Vienne au crépuscule

Trad. de Robert Dumont

Stock, coll. La Cosmopolite, 352 p.

(1re éd. Stock, 1985)

Pour tenter de comprendre l'Autriche, il y a bien sûr les analyses politiques et les travaux des historiens. Mais il est aussi éclairant de se replonger dans le grand roman d'Arthur Schnitzler.
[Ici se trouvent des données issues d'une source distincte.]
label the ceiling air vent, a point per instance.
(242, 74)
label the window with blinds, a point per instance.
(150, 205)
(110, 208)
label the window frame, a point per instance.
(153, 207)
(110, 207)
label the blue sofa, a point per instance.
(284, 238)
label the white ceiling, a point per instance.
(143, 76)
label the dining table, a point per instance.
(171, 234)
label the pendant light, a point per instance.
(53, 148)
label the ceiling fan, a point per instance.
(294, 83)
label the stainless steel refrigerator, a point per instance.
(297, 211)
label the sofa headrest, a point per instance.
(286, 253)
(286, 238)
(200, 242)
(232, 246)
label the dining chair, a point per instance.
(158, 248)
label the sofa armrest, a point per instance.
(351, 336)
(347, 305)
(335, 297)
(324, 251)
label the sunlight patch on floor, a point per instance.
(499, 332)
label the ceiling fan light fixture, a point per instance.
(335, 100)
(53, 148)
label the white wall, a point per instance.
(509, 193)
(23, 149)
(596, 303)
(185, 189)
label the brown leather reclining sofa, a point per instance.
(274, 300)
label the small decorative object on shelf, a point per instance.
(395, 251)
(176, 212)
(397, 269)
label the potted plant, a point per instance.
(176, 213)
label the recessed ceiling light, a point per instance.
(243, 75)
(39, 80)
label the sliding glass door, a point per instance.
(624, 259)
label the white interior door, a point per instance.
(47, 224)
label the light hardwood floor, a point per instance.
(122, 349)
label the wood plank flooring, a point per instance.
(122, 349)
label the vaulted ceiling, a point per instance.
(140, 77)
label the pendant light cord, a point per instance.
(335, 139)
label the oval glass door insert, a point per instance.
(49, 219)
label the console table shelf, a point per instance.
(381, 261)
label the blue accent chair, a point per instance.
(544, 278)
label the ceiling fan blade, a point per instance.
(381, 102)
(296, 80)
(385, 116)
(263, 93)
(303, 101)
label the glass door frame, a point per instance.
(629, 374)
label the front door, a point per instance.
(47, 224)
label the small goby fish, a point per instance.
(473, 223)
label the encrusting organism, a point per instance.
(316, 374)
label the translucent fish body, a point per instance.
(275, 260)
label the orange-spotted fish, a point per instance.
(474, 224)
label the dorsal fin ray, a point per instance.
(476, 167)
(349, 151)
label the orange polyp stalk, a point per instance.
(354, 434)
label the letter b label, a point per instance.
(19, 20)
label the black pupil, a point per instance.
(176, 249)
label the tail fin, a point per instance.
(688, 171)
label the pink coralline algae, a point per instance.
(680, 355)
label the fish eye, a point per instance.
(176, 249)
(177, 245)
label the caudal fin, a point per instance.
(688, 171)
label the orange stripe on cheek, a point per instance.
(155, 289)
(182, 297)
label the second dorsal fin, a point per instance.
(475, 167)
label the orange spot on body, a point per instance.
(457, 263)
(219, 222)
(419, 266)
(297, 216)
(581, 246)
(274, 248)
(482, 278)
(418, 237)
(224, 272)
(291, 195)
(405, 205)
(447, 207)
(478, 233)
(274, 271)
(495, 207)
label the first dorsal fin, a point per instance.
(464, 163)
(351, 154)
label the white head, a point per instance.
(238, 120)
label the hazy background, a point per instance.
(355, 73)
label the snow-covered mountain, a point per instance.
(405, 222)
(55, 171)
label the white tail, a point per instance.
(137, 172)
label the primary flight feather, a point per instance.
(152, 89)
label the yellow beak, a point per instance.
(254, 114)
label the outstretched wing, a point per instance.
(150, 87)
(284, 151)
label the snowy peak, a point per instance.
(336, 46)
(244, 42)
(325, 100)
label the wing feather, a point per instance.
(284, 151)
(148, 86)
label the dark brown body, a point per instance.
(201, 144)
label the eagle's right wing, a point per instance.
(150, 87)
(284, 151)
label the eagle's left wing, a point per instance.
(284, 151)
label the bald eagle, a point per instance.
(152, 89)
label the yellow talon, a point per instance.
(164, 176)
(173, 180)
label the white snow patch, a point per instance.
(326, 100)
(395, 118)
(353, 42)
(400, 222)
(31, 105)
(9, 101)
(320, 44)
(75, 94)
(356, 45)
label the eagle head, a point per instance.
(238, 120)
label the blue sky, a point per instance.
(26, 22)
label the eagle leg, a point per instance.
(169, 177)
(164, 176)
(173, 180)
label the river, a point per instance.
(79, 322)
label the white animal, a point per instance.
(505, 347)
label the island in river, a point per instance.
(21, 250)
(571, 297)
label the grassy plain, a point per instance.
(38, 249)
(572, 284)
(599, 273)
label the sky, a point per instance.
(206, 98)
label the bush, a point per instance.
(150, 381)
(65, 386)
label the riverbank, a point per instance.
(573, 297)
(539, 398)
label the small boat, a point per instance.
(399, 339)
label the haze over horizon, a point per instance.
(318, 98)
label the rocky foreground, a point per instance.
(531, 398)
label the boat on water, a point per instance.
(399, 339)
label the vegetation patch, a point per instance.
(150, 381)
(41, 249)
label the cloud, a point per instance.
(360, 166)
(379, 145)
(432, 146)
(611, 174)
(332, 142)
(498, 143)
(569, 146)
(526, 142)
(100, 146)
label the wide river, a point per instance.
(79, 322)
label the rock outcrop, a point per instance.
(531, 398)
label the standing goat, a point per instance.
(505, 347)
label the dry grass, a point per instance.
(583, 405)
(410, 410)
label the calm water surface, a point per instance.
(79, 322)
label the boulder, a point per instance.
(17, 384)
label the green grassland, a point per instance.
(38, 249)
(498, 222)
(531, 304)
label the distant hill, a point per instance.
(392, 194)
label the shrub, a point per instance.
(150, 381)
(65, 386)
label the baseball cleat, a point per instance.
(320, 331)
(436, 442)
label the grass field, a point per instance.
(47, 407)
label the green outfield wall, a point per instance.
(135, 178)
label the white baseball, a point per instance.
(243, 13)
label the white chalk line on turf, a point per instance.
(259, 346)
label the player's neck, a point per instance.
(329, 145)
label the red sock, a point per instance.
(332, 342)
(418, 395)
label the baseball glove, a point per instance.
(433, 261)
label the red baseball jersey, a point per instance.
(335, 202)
L'auteur de La Ronde offre un tableau précis, lucide et cruel d'un empire au bord de l'abîme: un empire rongé par les poisons du conservatisme et de l'antisémitisme, alors même qu'une bonne partie de son élite (notamment intellectuelle et artistique, à commencer par Schnitzler, mais aussi Freud, Klimt, Mahler et bien d'autres) est constituée de juifs «assimilés». Avec son immense talent narratif et une légèreté toute viennoise, il fait doucement tournoyer de multiples personnages, dans cette ville qui est elle-même un personnage à part entière, avec ses cafés, ses kiosques, son Ring, ses guinguettes, ses bals, ses duels, ses salons, ses concerts, ses tournois d'escrime et surtout la grande roue du Prater, qui tourne lentement, inexorable comme la vie… Politiciens, médecins, financiers, militaires, aristocrates, écrivains, chanteuses, jeunes filles de bonne famille ou grisettes, juifs et catholiques se croisent, se côtoient, se frôlent dans une sorte de valse lente emmenée par les deux meneurs de bal, les deux personnages emblématiques du roman, le musicien Georges de Wergenthin et l'écrivain Henri Bermann.